| HN Mirror

Y	Hacker News new \| ask \| show \| jobs


	by pavitheran 1860 days ago
	What should be used instead of Hadoop DFS in 2021?

2 comments

throwaway7783 1860 days ago

Oh, these cloud kids...

Edit: instant downvotes. Okay, S3/GCS/Azure is the typical answer (egress costs be damned)

link

StreamBright 1860 days ago

I guess the same was said about those non-mainframe kids 30 years ago. Tech gets cheaper and better. You can rent CPU time instead of buying a server. It is just that simple.

link

notyourday 1859 days ago

And overpay in orders of magnitude on a 5 year depreciation schedule. And the amount of fun you are going to have getting charged for the S3 API calls and pulling that data out of S3 for processing would make anyone reasonable CFO head spin 360 degrees every minute.

link

ppf 1859 days ago

You mean, like a mainframe? Tech goes round in circles, more like.

link

StreamBright 1860 days ago

Depends on multiple factors: - S3 or compatible would be trivial choice for storage

- if on-prem is a must there are multiple options, generally something with erasure codes (it is a game changer for storage)

So far I have been using enterprise storage (that has some potential problems when mounted as nfs volumes), works for petabytes, already decouples storage from compute.
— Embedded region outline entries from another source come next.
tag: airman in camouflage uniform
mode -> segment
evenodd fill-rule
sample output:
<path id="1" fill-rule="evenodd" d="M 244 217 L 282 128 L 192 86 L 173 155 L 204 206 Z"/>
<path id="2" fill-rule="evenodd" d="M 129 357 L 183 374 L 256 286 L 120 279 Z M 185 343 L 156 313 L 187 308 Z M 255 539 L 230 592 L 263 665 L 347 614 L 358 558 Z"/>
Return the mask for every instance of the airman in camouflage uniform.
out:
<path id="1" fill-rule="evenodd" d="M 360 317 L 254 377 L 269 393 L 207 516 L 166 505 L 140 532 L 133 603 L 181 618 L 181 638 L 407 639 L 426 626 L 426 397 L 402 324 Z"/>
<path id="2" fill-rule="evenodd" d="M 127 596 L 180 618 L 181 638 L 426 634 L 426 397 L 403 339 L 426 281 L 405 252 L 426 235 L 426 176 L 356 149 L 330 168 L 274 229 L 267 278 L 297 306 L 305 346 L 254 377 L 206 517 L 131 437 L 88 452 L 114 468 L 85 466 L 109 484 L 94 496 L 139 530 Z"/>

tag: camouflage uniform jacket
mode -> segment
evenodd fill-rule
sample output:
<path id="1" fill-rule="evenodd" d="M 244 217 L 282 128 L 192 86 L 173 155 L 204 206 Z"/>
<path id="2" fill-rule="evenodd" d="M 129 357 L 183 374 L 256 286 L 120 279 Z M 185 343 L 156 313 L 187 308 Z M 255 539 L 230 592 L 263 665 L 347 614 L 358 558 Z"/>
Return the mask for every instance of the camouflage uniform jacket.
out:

More recently I was experimenting with MinIO. No conclusion so far.

The problems are with Hadoop:

- unfortunate design choices (namenode??)

- extremely unfortunate implementation (I probably spent more time in the Hadoop codebase than any other, found many bugs, some I could fix, most I couldn’t)

I think I have migrated away from Hadoop 10 PB worth of data infra in the last 5 years, mostly to AWS, some to Azure. Average cost saving is between 10-30% yoy.

Some comments point out the network cost. The reality is most companies collect a giant amount of data (ingress) and publish dashboards (egress). It makes cloud pretty viable.

S3 is beating the shit out of HDFS in reliability and cost, even though most Hadoop shops spread the fud that it is slow. Same way these companies used to spread the fud that snappy is best for data compression.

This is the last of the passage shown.